Two years after it slashed its dividend and began selling off major properties worldwide, Dallas-based TXU Corp. last week hiked its dividend by 350%, raised its earnings forecast for the next two years and increased its share buyback program.
TXU raised its quarterly dividend to 56.25 cents/share from 12.5 cents. The new policy sets the dividend at an annual rate of $2.25, with an expectation of 5% annual dividend growth. TXU said its decision was the result of its completion of a “Phase Two” performance improvement review, and the dividend policy review announced by the company in September.
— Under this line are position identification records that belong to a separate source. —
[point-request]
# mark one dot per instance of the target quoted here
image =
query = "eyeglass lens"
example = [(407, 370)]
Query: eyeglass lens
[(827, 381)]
Two years ago, TXU slashed its dividend 80% as it moved to build liquidity in its North American operations (see NGI, Oct. 21, 2002). TXU began selling all of its European assets at that time, including its core UK assets. When the dividend cut became news, TXU’s shareholders sold more than 29 million shares and dropped the stock as low as $10.10. It also was downgraded by the major credit ratings services.
TXU initiated its three-phase strategy earlier this year to restructure and improve the performance of its business. Phase One, its restructuring phase, will “rationalize, restructure and restore financial strength to the company through a set of integrated transactions and profitability restoration initiatives.” Phase One, which involves asset sales, is “essentially complete,” the company said, “although TXU anticipates continued restructuring activity through 2004 and “perhaps” through 2005.
Phase Two, focused on performance improvement, is to “strengthen the core businesses and drive performance improvements through applying high performance industrial company practices and standards.” In Phase Three, its long-term capital allocation and growth phase, TXU will discuss how to allocate capital and grow. TXU said it would take the “balance of 2005 to adequately address Phase Three.”